La censure sur le Net, une réalité en Egypte et en Tunisie

L’ONG américaine Human Rights Watch sort un rapport sur la censure sur le Net et la répression envers les internautes en Afrique du Nord et au Moyen-Orient. Pays visés : la Tunisie, l’Egypte, la Syrie et l’Iran.

De notre partenaire El Watan

Alors que le Sommet mondial sur la société de l’information (SMSI) s’est ouvert mercredi à Tunis, « la Tunisie continue d’emprisonner des personnes qui expriment leurs opinions sur le Net et supprime les sites Internet qui critiquent le gouvernement », a déclaré, hier, l’ONG américaine Human Rights Watch (HRW) dans un rapport intitulé « Fausse liberté : la censure sur le Net au Moyen-Orient et en Afrique du Nord ». Le rapport analyse la répression envers les utilisateurs d’Internet dans ces régions, particulièrement en Tunisie, en Iran, en Syrie et en Egypte.

Pour Sarah Leah Whitson, directrice de la division du Moyen-Orient et de l’Afrique du Nord à HRW, « les gouvernements du Moyen-Orient devraient prouver leurs engagements pour la construction d’une société de l’information en mettant fin à la censure politique des sites Internet et en libérant les écrivains emprisonnés pour avoir exprimé leurs opinons politiques en ligne ». L’organisation considère qu’Internet reste un moyen de contourner la censure de la presse. « Les sites en langue arabe ou en farsi peuvent atteindre une audience de millions de visiteurs, gratuitement et très rapidement », a affirmé Whitson.

Le SMSI à Tunis, « une humiliation »

HRW s’est aperçu que ces gouvernements appliquaient des politiques contradictoires à l’égard d’Internet. « Avec plus ou moins d’enthousiasme, ils cherchent à faciliter la diffusion des technologies de l’information et de la communication en gardant à l’esprit leurs intérêts économiques. Mais ils cherchent, en même temps, à avoir la mainmise sur la circulation de l’information », note l’ONG. En Tunisie, selon HRW, le gouvernement emprisonne des internautes qui publient des critiques sur le Net et ferme des sites publiant des rapports sur les abus des droits de l’Homme. « Quand j’ai appris, la première fois, que le sommet aurait lieu ici, que la dictature aurait la chance de se montrer sous son meilleur visage, celui de la modernité, et qu’elle pourrait cacher tout le reste, j’ai vu cela comme une humiliation », a confié, à l’ONG, Mokhtar Yahyaoui, du Centre tunisien pour l’indépendance de la justice.

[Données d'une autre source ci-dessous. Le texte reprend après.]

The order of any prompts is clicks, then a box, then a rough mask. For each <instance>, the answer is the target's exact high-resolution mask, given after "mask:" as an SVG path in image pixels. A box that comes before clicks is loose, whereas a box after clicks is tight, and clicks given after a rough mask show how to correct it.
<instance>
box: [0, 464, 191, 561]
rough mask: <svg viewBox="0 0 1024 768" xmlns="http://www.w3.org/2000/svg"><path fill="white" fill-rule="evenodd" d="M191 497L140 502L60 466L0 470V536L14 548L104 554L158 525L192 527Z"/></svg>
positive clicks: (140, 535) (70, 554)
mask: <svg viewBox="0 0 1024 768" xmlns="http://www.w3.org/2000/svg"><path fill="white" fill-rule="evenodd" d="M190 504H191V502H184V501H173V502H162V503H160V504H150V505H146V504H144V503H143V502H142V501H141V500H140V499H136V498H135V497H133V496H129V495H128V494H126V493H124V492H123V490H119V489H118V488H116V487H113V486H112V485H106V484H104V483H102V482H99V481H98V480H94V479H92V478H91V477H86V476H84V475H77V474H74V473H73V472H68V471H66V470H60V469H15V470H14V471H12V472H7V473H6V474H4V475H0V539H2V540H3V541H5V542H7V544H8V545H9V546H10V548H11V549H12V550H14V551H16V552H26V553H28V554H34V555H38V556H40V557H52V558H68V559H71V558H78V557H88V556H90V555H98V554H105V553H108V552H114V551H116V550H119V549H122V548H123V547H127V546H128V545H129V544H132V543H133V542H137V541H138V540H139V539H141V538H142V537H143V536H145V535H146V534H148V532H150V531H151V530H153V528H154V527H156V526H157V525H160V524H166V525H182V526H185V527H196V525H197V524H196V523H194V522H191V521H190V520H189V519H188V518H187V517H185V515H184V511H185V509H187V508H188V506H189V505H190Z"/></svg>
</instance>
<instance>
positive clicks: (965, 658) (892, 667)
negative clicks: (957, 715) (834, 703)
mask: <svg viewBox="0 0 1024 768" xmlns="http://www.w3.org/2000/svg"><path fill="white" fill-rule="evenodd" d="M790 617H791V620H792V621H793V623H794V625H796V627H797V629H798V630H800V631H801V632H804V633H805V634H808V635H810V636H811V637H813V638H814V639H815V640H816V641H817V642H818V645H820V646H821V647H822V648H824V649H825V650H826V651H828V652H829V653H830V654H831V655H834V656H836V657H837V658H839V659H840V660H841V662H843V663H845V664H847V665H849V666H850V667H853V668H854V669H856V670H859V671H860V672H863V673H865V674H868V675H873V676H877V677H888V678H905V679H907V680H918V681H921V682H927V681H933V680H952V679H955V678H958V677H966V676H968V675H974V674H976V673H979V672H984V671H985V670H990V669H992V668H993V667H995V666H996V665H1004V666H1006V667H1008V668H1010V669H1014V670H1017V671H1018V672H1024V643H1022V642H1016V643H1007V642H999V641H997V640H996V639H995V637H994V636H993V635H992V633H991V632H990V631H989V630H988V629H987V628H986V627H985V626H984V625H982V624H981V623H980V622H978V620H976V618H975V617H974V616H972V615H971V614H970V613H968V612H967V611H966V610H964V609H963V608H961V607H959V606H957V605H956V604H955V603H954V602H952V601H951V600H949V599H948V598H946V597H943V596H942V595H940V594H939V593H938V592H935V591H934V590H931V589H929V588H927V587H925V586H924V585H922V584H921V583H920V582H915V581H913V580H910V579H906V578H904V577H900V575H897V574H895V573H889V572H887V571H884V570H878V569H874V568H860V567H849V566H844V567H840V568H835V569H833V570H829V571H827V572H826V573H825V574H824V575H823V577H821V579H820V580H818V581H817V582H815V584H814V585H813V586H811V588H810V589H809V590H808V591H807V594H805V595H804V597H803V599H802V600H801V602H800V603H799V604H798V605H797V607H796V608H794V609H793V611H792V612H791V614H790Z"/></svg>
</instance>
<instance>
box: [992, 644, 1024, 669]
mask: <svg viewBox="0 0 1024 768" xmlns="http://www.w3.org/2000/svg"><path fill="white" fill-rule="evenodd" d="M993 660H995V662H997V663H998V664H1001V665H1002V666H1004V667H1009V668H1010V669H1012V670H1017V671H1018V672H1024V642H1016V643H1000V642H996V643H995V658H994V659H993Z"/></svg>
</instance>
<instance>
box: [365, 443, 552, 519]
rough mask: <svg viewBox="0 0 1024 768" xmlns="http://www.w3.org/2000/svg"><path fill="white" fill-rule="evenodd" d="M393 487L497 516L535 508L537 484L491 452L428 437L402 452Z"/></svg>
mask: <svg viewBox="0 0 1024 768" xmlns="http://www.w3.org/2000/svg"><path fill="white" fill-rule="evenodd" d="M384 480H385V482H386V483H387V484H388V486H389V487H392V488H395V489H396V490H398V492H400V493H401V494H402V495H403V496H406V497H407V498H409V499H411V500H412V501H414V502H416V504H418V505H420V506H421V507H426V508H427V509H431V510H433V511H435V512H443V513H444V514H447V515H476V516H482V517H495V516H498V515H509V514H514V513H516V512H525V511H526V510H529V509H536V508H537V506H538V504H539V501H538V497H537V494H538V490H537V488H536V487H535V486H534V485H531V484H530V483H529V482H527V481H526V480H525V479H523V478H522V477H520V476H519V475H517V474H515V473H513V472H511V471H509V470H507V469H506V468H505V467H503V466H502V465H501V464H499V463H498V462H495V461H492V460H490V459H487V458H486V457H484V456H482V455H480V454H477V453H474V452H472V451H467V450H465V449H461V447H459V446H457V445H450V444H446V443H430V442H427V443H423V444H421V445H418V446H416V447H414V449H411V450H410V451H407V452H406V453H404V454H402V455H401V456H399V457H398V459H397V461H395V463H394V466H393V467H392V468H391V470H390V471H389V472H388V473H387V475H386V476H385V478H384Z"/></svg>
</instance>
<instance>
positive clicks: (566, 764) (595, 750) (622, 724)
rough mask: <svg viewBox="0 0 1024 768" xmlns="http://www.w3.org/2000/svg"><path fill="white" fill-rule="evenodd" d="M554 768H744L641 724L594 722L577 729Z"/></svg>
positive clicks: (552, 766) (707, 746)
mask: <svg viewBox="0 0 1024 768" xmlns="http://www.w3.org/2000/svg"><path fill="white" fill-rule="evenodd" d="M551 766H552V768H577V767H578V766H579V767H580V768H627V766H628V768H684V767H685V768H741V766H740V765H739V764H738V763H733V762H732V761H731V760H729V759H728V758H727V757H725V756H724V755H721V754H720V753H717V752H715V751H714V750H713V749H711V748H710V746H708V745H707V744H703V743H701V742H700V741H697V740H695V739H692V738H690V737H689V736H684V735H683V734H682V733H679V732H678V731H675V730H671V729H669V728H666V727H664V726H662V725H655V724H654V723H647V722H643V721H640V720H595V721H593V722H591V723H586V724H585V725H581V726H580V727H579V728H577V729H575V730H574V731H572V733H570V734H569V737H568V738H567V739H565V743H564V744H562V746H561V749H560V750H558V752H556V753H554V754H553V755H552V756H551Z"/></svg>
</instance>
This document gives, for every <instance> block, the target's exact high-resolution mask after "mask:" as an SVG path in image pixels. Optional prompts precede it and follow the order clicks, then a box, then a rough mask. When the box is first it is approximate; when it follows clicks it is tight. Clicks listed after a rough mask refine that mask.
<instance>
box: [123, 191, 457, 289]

La police en civil a arrêté le journaliste en ligne tunisien Mohamed Abou, le 1er mars 2005. La veille, il avait publié un article sur un site prohibé, qui comparait le président Zine El Abidine Ben Ali au Premier ministre israélien Ariel Sharon. Abou purge maintenant une peine de trois ans de prison à Le Kef (environ 200 km au sud-ouest de Tunis). En Iran, suite à la fermeture par le gouvernement des journaux réformistes, Internet est devenu le principal moyen de communication pour échanger informations politiques et idées. Le pays compte sept millions d’internautes, ce qui alimente le développement de la société civile, estime HRW. Le gouvernement réagit en emprisonnant des internautes, bloggers et administrateurs de sites.

Répression en Egypte

En Egypte, des activistes et bloggers utilisent désormais Internet, les messages électroniques et les SMS pour attirer l’attention sur les violations des droits de l’Homme, pour organiser des manifestations et même pour harmoniser les slogans chantés lors des protestations. Le premier site Internet des Frères musulmans est fermé. Le 26 octobre 2005, des agents de sécurité en civil ont emprisonné le blogger égyptien Abd Al Karim Nabil Souleiman à Alexandrie et ont confisqué les tirages de ses écrits en ligne. Souleiman étudiait la jurisprudence islamique à l’université Al Azhar à Mouharram Bek, un district d’Alexandrie qui fut, quelques jours avant son arrestation, le décor funeste d’émeutes sectaires. Le 22 octobre, il avait posté des commentaires sur Internet critiquant les émeutiers musulmans et l’Islam.

En Syrie, les autorités censurent avec facilité les informations et les correspondances grâce à l’état d’urgence promulgué il y a plus de 40 ans. Le gouvernement manipule la structure même d’Internet, limitant l’usage des règles de base qui permettent aux gens d’envoyer des messages électroniques et de construire des sites. Les forces de sécurité détiennent des internautes isolés du monde extérieur et qui subissent des tortures, selon HRW. Mais les Syriens, relève l’ONG, trouvent de nouveaux moyens pour contourner la censure. « Internet est aujourd’hui en Syrie le seul moyen pour les intellectuels de se rencontrer et de partager des idées », indique ainsi un activiste syrien des droits de l’Homme à HRW.